In "Sportsmanship: Multidisciplinary Perspectives," 26 authors representing 20 disciplines and five countries provide what Delaney calls "the most comprehensive collection of essays on the meaning of sportsmanship in existence."
Newly available from McFarland & Co., the 277-page book takes on a topic that echoes from a reader's first recollection of a parent saying, "Be a good sport" to news stories of today that document the myriad ways athletes demonstrate just the opposite.
Among Delaney's chapter contributors are four other faculty members from SUNY Oswego: Evelyn Benavides of sociology, publishing as Evelyn A. Clark, who takes on issues of gender and sportsmanship; Chris Mack of history, who wrote a chapter on early 20th century golfer Francis Ouimet and sportsmanship in golf; Brian Moritz of communication studies, writing about sportsmanship and sports journalism; and Stephen A. Wurst of psychology, whose chapter is on cognitive psychology and sportsmanship.
The subject is near and dear to Delaney's heart: Trained as a sports sociologist, he recently hosted his eighth Sportsmanship Day Symposium at SUNY Oswego in honor of National Sportsmanship Day.

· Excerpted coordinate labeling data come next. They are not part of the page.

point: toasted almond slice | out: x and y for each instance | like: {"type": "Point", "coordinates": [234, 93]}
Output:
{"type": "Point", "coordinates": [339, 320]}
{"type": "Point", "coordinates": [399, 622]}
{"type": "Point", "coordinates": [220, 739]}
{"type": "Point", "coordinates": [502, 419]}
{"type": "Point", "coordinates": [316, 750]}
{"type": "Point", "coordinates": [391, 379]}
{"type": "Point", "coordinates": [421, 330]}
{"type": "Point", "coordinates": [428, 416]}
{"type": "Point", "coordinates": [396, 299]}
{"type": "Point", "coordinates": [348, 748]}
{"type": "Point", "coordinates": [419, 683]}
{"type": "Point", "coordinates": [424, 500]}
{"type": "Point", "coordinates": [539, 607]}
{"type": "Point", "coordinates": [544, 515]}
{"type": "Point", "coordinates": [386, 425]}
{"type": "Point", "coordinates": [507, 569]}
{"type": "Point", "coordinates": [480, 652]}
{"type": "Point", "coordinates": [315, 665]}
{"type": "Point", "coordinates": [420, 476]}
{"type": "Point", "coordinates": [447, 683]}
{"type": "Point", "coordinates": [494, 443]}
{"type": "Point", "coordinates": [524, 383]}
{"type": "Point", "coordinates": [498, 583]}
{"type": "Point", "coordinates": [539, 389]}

"Twelve to 15 years ago, National Sportsmanship Day in March came to my attention," said Delaney, a prolific author who also recently published "The Sociology of Sport" and long has taught courses on the subject. "I'd ask my classes (about it); nobody had ever heard of it. I started finding it odd that athletes hadn't heard about it. ... That led me to, 'Well ESPN doesn't do anything special to highlight or honor Sportsmanship Day.' Then you begin to realize that everybody in sports, from parents to coaches to league officials, everybody will talk about the value of sportsmanship, they'll give lip service to it, and yet nobody actually does anything specific about Sportsmanship Day."
Delaney also found "sportsmanship is one of these concepts where everybody supposedly knows what it is." Yet, he learned, people from different countries and different academic disciplines had different definitions of and ideas about sportsmanship.
Also helping move along Delaney's idea for a multidisciplinary book on sportsmanship were takeaways from the Sportsmanship Day presentations of faculty from departments such as history and psychology, as well as student presentations.
"One college student was a referee for youth soccer, and he talked about the horror of being a referee at a youth soccer game" for 8- and 9-year-olds, Delaney said. "The coaches talked a good game about sportsmanship, but the parents on the sideline were out of control, screaming at the coach to put their kids in and yelling at the referee."
Delaney wondered: If parents aren't teaching and modeling sportsmanship, who is? Additionally, while researching his recent book "Sociology of Sport," he noted the paucity of literature on sportsmanship geared for adults. Examples of civility and ethical behavior -- and the opposite -- abound in the new collection of essays.
"How we practice sportsmanship, or don't, gives us practical and profound insights of our contemporary society," he said. "It's reflective of our cultural values, ethics, attitudes and norms. ... When we no longer care about sportsmanship, we've got far bigger problems in society."